# Excessive explanation, part twenty-three

Last time we gave the base case of our recursive algorithm. Today, two of the three non-base cases.

But before we get to them, another annoyance.

The first time I read this algorithm carefully I got to the second step of the inference algorithm and said to myself wait, that cannot possibly be right. I stared at that thing for probably fifteen minutes trying to make sense of it before realizing that there is a footnote at the bottom of the page that says

```There are obvious typographic errors in parts (ii) and (iv)
which are in the original publication. I have left the correction
of these as an easy exercise for the reader.
```

Now, I am hardly one to talk as I leave stuff as exercises for the reader all the time on Stack Overflow. But really? There’s a typo in the paper, you know about it, and you leave the typo in the paper as a challenge? VEXING.

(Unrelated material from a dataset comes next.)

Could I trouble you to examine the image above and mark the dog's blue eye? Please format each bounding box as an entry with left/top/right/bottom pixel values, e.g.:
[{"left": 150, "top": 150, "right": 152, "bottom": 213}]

I will remove the typos in my presentation of the algorithm. Anyone who wants the frankly rather dubious challenge of attempting to fix the typos themselves can go read the original paper.

Onwards!

```(ii)
If e is e1 e2 then let W(A, e1) = (S1, τ1) and W(S1 A, e2) = (S2, τ2)
and U(S2 τ1, τ2 → β) = V where β is new; then S = V S2 S1 and τ = V β.
```

Let’s unpack this, starting with just the types.

We have a function application `e1 e2`. We recursively determine that `e1` is some function type `τ1` and `e2` is its argument of type `τ2`.

Therefore `τ1` had better be a function type that takes a `τ2` and returns something of some type; call it β. Whatever β is must be the type of the function invocation expression. To find it, we unify `τ1` with `τ2 → β` and we get a substitution that tells us what type to substitute for β. That’s our resulting type.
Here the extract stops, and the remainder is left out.